EULAR recommends the use of steroids, azathioprine, cyclophosphamide or cyclosporine A for the management of acute deep vein thrombosis of BD while cyclophosphamide and corticosteroids have been recommended for pulmonary and peripheral arterial aneurysms in BD [ 58 ]. Management and treatment Initial management of HSS often involves administration of corticosteroids, usually in combination with cytotoxic agents intravenous cyclophosphamide followed by oral azathioprine to stabilize the PAAs.
There is also a need to better elucidate the genetic basis and familial preponderance, if any, of HSS. Management Owing to the lack of controlled trials, there are no standard treatment guidelines for the management of HSS.
Hughes–Stovin syndrome – Wikipedia
Immunological testing found a weak-positive ANA 1: Author information Article notes Copyright and License information Disclaimer. We hughfs greatly indebted to the reviewers for their valuable suggestions and critique.

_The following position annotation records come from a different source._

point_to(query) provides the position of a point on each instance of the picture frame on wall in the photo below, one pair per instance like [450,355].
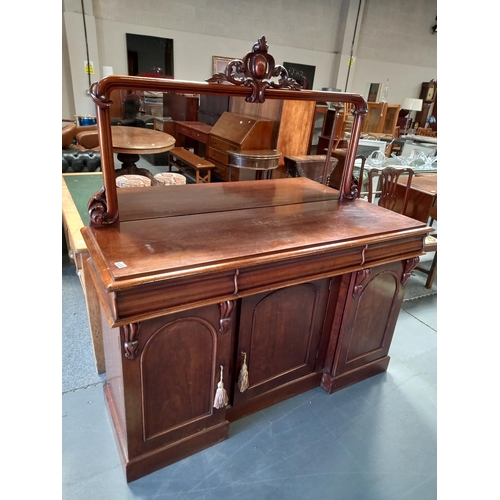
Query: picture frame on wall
[303,74]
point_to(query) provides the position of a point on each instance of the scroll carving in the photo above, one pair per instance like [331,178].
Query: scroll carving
[98,209]
[131,344]
[254,71]
[353,191]
[409,266]
[226,308]
[361,281]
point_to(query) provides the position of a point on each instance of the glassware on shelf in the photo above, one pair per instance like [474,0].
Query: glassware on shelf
[428,161]
[376,159]
[406,160]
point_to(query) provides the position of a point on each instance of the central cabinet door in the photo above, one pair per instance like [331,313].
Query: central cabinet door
[279,336]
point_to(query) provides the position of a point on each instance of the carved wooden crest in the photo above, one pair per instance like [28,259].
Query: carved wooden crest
[255,71]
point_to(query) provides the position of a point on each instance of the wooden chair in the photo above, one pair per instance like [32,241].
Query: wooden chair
[430,246]
[384,186]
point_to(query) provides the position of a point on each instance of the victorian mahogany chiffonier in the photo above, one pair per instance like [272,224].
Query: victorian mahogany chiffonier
[220,299]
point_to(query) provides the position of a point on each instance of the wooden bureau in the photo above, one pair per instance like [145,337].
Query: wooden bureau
[234,132]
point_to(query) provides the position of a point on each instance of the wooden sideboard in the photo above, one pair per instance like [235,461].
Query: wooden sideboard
[236,133]
[220,277]
[218,300]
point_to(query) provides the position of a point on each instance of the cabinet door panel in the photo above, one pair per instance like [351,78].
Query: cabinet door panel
[176,375]
[172,381]
[372,310]
[280,333]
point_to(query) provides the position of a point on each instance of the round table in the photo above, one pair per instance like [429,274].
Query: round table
[131,142]
[264,161]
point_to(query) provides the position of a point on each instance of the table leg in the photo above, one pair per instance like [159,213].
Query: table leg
[129,167]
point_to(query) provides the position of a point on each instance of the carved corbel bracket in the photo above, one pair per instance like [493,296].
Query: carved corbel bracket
[360,282]
[131,344]
[226,308]
[98,209]
[99,100]
[409,266]
[254,71]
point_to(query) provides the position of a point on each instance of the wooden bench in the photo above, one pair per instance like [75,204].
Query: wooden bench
[184,160]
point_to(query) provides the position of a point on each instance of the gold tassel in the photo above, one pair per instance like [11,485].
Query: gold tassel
[243,376]
[221,398]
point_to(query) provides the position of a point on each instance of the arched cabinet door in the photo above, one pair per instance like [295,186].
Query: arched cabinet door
[367,321]
[171,367]
[279,336]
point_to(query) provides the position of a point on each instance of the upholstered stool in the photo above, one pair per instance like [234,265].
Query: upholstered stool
[170,179]
[131,180]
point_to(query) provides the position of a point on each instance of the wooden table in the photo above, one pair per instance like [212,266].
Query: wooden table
[131,142]
[306,286]
[262,161]
[74,217]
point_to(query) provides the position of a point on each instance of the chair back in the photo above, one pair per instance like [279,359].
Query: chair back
[387,184]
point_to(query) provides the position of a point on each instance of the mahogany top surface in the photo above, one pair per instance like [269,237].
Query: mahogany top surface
[138,140]
[190,199]
[235,233]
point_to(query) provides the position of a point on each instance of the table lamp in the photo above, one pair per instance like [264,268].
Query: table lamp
[411,104]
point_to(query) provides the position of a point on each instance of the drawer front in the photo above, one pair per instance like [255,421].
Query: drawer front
[222,145]
[195,134]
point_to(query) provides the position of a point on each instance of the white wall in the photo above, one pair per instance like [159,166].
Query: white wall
[393,39]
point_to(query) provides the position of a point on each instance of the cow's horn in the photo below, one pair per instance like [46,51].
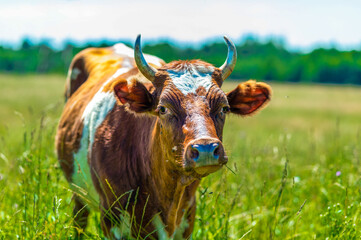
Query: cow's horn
[231,60]
[148,71]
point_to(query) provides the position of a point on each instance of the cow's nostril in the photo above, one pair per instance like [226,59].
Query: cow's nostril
[216,151]
[194,153]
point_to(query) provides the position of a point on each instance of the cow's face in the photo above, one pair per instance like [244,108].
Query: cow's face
[191,110]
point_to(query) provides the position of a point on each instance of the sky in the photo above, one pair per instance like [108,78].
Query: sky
[303,24]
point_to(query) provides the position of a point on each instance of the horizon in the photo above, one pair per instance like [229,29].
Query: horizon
[301,26]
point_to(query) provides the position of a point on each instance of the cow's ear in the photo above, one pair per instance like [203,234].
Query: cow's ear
[249,97]
[135,95]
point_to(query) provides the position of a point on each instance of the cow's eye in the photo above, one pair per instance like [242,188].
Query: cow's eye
[162,110]
[225,109]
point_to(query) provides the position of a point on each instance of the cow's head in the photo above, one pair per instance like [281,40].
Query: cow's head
[191,107]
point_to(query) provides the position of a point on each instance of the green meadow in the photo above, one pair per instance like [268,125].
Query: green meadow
[294,169]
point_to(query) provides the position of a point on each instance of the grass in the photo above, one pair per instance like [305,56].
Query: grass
[294,169]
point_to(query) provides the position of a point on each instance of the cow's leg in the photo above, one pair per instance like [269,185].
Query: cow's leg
[191,214]
[110,226]
[80,213]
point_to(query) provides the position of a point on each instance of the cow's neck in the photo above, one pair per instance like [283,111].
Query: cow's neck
[169,185]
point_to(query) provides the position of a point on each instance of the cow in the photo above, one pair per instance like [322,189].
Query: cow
[137,135]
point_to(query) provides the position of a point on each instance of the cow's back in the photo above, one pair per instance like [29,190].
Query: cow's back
[90,98]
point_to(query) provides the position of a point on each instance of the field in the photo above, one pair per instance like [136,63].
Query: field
[294,169]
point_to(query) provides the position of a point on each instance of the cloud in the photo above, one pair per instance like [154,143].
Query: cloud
[302,23]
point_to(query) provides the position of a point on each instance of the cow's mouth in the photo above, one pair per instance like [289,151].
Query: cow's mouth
[205,170]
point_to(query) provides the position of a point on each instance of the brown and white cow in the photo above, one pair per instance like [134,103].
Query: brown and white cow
[137,135]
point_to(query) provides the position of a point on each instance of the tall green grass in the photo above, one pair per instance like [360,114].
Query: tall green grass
[294,169]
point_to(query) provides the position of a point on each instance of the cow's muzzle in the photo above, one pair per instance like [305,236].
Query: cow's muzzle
[204,156]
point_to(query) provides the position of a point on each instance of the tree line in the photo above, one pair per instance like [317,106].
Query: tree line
[270,60]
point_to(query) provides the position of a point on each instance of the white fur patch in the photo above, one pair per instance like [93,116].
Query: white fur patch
[124,50]
[94,114]
[201,129]
[74,73]
[188,81]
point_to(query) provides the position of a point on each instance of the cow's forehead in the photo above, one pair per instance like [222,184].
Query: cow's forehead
[188,77]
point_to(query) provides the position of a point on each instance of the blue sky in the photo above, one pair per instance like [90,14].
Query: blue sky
[304,24]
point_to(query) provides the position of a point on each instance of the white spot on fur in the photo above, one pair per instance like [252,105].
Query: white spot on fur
[124,50]
[188,81]
[200,129]
[74,73]
[93,115]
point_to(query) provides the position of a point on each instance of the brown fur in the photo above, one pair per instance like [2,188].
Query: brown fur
[137,148]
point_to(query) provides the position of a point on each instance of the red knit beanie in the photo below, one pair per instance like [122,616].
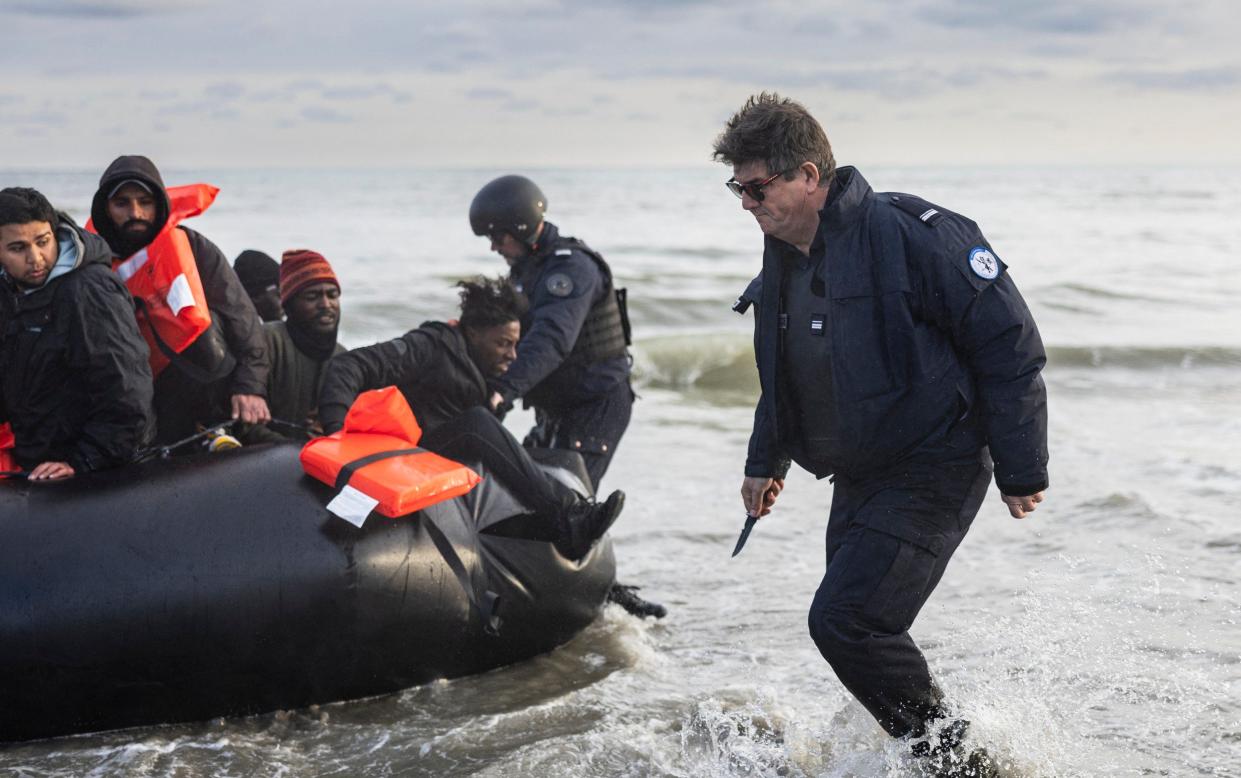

Antibiotics have no proven role in HSS while anticoagulants and thombolytic agents are generally contraindicated due to an increased risk of fatal hemorrhage.
Septic embolisms and abscesses have been proposed as the cause of pulmonary aneurysms by some authorities [ 329 – 31 ].
Venous thrombosis can also be considered to arise as a consequence of septic emboli, bacterial toxins or hyperergic reactions [ 33 ]. Author information Article notes Copyright and License information Disclaimer.
However, surgical risks merit serious consideration and must be discussed with the patient. Patients with HSS can develop pulmonary embolism.